Quando perguntei ao André Pomba, DJ, mestre dos magos da noite paulistana e militante desde 2000 se a situação tem melhorado durante os anos, ele disse que “sim, mas a visibilidade incomoda os setores mais retrógrados”. De fato, notícias sobre extrema direita e vídeos de pastores e líderes fundamentalistas salivando de vitória, que de alguma forma estão envolvidos na política ou possuem fatias da mídia nacional, não têm faltado nos últimos anos lutando contra o império homossexual.
“Mas o discurso de ódio deles acaba com a família que eles tanto defendem”, diz Majú Giorgi, jornalista e integrante do grupo Mães Pela Igualdade. “O Mães pela Igualdade surgiu em 2010 quando Jair Bolsonaro disse que nenhum pai e nenhuma mãe têm orgulho do filho gay, para dizer que temos orgulho sim, e estamos aqui do lado dos nossos filhos. Nós temos pais de 80 anos, mães lésbicas e pais gays de filhos héteros.”
O ato ocorre logo um mês depois do projeto de lei conhecido como PL122, que tem por objetivo criminalizar a homofobia, ter enterrado no Senado. “Quando você deixa de punir de forma correta uma agressão específica como essa, você está sinalizando que isso é permitido. O congresso, ao mandar pras calendas o PL122, está estimulando os ataques e o não debate, a fazer silêncio” conta o cartunista Laerte, um divã no meio do público. Quando eu perguntei se esse silêncio era produto da polícia em categorizar crimes como esse de suicídio, por exemplo, “é até uma coisa meio caricatural, porque foi evidentemente um erro, uma avaliação apressada. Mas foi um erro típico de uma sociedade que não compreende o crime homofóbico e transfóbico como algo específico”.

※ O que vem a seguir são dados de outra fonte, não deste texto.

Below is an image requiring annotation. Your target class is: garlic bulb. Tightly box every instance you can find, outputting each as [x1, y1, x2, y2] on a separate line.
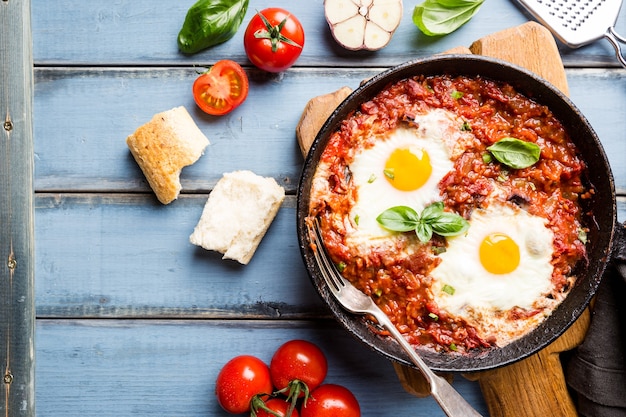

As ministras Iriny Lopes e Luiza Helena Barros defenderam a inclusão de metas que combatem a desigualdade de gêneros, raças ou opções sexuais no PNE (Plano Nacional de Educação), aprovado no ano passado sem menção a qualquer um dos assuntos, mas com uma bela redução no orçamento para a educação pública. A Dilma acha nesse vídeo que reconhecer certas pessoas e problemas sociais é propaganda (e o futuro a Louis Vuitton pertence!), mas para outro participante da manifestação, o performer Xerxes, a experiência da escola foi bem diferente de Adão e Eva fazendo tabuada no paraíso. “Durante toda minha adolescência, dos 15 aos 19 anos, um grupo de skinheads do meu bairro me perseguia até a porta da escola. Eu era o único gay assumido, era clubber, fazia parte de todo o movimento. Eu tinha que sair de lá escoltado ou abaixado no carro da professora.” Quando, anos mais tarde, ele encontrou um de seus perseguidores outra vez, “ele me falou que eu só não apanhei muitas vezes porque não baixei a cabeça”.
Leona Johvs, atriz e transexual em fase de pré-operação, acha que “a maioria dos gays, quando se entende assim, vê algo de errado com eles, porque é um reflexo da sociedade. Como eu não tive esse preconceito, eu não sentia isso. Até em escola, quando iam me zoar, eu sofria bullying, mas com certo tom de curiosidade. Era uma forma de chegar a mim e perguntar ‘é menino ou menina?’”.
Apesar dos protestos e dos assuntos levantados durante o ato, a família admitiu na tarde desta terça-feira (21) que Kaique cometeu suicídio após imagens de câmeras de segurança serem divulgadas e um diário com mensagens de despedida ser encontrado na casa em que vivia.